There was at least one near miss when a neighbor turned up at Holmes’s door to complain about the loud music.
“Kaitlyn Fonzi, a 20-year-old biology student at University of Colorado Denver, lives in an apartment below Holmes,” the Denver Post wrote at the time. “Around midnight, Fonzi said she heard techno music blasting from Holmes apartment. She went upstairs and knocked on the door. When no one answered, she put her hand on the door knob and realized the door was unlocked.”
Fate — or, perhaps, instinct — intervened.
“Fonzi decided not to go inside the apartment,” the Denver Post wrote.
When authorities showed up to defuse the bomb Holmes had left for them, it took a long time — and tested their powers.
“We could be here for days,” Police Chief Dan Oates said, calling the trap “pretty sophisticated.”
Indeed, clearing the room took almost two days. Police first sent a robot in to check out the situation.

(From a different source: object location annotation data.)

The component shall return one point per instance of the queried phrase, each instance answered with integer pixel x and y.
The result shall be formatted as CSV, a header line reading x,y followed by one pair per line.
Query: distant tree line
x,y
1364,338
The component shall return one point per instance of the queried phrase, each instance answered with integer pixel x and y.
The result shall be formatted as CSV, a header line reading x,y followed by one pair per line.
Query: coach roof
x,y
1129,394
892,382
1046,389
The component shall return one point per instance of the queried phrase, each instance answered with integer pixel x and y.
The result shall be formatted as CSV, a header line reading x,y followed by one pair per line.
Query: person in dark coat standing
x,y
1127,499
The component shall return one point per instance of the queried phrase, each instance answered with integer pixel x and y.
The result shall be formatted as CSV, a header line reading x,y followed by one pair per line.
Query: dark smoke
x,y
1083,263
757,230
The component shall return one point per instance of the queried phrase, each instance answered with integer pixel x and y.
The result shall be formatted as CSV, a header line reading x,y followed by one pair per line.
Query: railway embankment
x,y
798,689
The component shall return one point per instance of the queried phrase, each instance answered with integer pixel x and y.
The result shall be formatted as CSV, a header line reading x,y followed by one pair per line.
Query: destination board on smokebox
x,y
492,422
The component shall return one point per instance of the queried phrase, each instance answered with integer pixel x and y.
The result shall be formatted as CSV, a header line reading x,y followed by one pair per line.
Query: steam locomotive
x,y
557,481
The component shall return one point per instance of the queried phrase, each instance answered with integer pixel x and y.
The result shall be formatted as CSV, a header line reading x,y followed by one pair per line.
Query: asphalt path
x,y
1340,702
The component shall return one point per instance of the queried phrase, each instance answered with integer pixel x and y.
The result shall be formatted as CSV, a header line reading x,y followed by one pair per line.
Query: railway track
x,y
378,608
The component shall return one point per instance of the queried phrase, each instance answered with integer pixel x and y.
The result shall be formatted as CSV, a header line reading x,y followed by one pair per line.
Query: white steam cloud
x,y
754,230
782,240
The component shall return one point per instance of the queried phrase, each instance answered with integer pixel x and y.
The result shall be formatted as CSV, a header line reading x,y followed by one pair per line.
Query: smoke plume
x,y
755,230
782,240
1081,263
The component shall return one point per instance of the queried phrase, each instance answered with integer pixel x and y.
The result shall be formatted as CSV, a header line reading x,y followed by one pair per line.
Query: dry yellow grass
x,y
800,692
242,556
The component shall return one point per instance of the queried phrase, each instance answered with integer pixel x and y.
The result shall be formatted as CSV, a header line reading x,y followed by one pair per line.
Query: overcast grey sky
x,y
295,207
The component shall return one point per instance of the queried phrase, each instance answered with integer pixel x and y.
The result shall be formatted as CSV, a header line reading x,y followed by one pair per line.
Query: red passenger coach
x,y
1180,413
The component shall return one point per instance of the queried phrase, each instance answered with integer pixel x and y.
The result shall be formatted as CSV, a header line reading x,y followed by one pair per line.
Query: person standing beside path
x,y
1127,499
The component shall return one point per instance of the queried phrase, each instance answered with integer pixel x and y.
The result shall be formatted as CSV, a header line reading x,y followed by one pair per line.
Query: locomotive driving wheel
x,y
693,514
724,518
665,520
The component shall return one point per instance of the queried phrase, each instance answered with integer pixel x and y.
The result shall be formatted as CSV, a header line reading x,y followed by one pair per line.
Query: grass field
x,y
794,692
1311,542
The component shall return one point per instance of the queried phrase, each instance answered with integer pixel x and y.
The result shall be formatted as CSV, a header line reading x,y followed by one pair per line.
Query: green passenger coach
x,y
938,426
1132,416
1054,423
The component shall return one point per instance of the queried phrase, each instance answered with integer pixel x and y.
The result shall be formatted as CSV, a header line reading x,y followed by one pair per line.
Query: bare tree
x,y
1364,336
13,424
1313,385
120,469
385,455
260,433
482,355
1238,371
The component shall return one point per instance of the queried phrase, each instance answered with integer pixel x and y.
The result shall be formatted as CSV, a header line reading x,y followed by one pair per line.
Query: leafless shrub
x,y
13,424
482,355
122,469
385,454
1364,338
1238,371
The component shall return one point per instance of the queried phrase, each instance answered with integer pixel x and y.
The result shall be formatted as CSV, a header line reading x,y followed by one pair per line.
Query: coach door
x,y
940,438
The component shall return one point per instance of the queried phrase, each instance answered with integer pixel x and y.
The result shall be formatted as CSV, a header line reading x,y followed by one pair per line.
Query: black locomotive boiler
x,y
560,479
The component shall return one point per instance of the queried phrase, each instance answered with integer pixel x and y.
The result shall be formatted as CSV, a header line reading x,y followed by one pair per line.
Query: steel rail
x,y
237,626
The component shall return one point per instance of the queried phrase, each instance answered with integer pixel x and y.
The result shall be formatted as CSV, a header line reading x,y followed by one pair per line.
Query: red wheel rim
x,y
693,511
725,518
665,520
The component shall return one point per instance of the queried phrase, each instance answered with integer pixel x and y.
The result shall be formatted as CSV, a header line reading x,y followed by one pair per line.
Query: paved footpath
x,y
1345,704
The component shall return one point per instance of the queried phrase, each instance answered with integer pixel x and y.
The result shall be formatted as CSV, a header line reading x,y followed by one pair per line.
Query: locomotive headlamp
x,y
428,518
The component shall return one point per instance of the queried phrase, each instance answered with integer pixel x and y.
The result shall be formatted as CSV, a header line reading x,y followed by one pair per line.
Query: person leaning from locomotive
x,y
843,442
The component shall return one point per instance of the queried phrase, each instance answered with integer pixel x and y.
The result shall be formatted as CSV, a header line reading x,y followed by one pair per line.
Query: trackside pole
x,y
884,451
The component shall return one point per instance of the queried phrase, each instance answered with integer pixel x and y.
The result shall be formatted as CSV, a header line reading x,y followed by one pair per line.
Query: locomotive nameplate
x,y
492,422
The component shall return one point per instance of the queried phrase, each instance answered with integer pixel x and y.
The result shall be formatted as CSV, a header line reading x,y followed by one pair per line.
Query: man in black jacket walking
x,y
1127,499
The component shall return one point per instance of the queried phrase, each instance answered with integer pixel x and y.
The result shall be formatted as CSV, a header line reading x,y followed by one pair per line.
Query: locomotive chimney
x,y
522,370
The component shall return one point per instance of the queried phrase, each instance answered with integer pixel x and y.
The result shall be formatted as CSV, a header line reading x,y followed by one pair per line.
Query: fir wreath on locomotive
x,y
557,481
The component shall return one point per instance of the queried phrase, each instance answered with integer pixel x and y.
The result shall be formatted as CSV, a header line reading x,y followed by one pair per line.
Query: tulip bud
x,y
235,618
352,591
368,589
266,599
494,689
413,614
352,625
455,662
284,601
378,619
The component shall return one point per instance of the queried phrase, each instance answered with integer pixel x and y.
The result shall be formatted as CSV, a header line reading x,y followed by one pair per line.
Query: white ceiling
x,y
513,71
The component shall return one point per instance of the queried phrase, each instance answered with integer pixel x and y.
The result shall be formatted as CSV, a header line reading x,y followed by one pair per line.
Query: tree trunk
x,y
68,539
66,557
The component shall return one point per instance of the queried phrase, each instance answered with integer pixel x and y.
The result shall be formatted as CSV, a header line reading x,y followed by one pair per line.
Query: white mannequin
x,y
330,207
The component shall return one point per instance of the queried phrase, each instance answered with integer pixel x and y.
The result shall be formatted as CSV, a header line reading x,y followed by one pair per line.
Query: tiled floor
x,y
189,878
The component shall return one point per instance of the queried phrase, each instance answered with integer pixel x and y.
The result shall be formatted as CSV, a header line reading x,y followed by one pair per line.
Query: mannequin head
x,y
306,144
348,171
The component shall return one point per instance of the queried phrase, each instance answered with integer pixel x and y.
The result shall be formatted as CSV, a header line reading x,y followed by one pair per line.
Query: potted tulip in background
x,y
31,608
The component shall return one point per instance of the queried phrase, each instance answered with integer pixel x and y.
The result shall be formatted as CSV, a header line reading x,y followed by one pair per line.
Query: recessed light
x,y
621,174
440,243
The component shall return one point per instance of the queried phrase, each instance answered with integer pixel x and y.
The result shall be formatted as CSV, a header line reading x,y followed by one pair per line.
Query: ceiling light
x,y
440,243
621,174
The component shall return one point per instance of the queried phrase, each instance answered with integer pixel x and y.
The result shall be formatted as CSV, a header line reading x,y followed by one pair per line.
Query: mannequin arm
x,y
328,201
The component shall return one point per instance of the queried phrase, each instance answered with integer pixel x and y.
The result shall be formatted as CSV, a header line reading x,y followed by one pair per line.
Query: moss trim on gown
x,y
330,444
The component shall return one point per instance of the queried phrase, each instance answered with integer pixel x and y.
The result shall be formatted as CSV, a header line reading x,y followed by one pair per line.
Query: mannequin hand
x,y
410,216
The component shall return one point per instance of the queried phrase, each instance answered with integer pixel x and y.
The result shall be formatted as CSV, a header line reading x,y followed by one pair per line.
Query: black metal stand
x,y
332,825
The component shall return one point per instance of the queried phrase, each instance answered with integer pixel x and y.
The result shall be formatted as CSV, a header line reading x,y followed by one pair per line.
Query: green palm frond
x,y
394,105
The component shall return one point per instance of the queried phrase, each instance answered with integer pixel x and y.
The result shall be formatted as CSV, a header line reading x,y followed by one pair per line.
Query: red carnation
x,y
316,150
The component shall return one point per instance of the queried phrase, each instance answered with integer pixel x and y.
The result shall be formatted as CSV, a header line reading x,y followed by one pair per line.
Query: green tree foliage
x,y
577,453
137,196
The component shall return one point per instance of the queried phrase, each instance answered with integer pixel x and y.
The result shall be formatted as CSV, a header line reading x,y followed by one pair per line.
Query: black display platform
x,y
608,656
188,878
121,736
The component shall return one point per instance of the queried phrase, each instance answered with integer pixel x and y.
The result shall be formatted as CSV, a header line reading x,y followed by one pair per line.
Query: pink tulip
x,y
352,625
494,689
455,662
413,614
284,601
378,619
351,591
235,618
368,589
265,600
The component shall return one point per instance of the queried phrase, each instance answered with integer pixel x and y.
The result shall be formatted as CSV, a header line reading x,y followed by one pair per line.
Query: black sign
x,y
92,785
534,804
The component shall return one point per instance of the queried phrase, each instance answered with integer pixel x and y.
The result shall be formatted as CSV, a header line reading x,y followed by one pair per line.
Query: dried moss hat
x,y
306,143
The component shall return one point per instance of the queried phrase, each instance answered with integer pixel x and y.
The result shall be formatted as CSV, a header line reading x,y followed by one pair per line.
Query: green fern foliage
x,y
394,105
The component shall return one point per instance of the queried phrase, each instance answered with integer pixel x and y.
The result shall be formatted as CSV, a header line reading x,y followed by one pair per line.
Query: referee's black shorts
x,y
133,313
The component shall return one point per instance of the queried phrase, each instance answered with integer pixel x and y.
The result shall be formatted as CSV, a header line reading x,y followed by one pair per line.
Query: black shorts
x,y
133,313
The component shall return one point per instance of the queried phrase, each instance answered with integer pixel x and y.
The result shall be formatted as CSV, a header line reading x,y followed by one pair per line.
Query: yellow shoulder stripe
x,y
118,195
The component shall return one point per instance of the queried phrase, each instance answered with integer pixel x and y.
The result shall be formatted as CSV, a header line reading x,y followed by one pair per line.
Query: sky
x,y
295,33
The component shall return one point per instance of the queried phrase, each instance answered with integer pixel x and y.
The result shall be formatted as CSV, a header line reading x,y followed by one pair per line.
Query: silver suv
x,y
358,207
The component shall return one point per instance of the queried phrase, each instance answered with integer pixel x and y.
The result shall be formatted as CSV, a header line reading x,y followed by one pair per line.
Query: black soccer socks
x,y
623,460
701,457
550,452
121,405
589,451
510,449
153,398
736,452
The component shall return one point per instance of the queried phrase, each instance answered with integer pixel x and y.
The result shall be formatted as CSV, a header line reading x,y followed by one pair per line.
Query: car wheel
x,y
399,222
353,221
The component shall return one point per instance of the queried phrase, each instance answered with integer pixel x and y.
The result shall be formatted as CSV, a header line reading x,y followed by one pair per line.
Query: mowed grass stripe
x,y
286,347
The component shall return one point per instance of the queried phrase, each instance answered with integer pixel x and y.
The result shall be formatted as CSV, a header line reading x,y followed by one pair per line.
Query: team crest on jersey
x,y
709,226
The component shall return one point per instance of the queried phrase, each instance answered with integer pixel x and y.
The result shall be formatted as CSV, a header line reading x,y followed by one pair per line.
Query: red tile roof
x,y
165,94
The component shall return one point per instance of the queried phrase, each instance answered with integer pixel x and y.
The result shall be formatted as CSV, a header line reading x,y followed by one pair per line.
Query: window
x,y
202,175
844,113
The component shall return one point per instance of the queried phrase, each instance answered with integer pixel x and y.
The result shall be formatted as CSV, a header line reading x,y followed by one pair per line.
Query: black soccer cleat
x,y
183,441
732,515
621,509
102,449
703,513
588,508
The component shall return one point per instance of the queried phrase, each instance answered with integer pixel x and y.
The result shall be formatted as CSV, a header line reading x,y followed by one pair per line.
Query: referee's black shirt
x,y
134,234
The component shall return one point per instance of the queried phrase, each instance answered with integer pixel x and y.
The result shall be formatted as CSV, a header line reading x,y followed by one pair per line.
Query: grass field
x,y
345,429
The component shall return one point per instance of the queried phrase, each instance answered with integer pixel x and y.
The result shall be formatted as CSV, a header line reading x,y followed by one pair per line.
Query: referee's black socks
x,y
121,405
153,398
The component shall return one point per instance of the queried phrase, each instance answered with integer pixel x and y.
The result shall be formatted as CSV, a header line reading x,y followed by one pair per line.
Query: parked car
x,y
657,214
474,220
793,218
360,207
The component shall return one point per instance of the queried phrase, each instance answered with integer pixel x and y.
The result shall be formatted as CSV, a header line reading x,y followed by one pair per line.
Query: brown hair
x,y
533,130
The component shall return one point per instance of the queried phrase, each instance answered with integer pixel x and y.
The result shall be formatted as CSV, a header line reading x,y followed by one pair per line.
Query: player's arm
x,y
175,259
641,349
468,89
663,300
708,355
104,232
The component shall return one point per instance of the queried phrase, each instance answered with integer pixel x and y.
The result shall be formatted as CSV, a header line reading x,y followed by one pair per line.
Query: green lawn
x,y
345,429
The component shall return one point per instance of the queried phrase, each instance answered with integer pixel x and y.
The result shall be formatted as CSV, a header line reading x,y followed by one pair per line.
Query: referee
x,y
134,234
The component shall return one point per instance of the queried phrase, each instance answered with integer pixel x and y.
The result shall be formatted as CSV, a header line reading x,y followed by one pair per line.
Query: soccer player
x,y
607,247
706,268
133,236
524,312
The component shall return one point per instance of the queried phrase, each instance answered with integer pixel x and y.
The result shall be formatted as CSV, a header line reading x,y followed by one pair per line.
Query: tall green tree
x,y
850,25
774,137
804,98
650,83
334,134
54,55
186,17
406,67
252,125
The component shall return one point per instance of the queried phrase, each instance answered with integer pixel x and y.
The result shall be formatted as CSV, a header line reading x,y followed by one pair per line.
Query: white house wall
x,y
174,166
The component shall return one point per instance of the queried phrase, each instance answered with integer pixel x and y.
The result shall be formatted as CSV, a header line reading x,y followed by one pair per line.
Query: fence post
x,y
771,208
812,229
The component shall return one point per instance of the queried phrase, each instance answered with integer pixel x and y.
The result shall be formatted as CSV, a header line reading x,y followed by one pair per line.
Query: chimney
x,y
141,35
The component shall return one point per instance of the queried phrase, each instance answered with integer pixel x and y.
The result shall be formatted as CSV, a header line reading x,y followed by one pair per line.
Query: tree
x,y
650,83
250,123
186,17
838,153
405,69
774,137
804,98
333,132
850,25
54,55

“No, I really wasn’t too scared,” Gary Smith, an Army veteran and explosives expert with the Bureau of Alcohol Tobacco Firearms and Explosives who helped clear Holmes’s apartment, told NBC. “It doesn’t surprise me to run across anything anywhere really. It’s just a matter of time before something like that ends up here, kind of the way we look at it, kind of worst case scenario, you always try to think ahead.”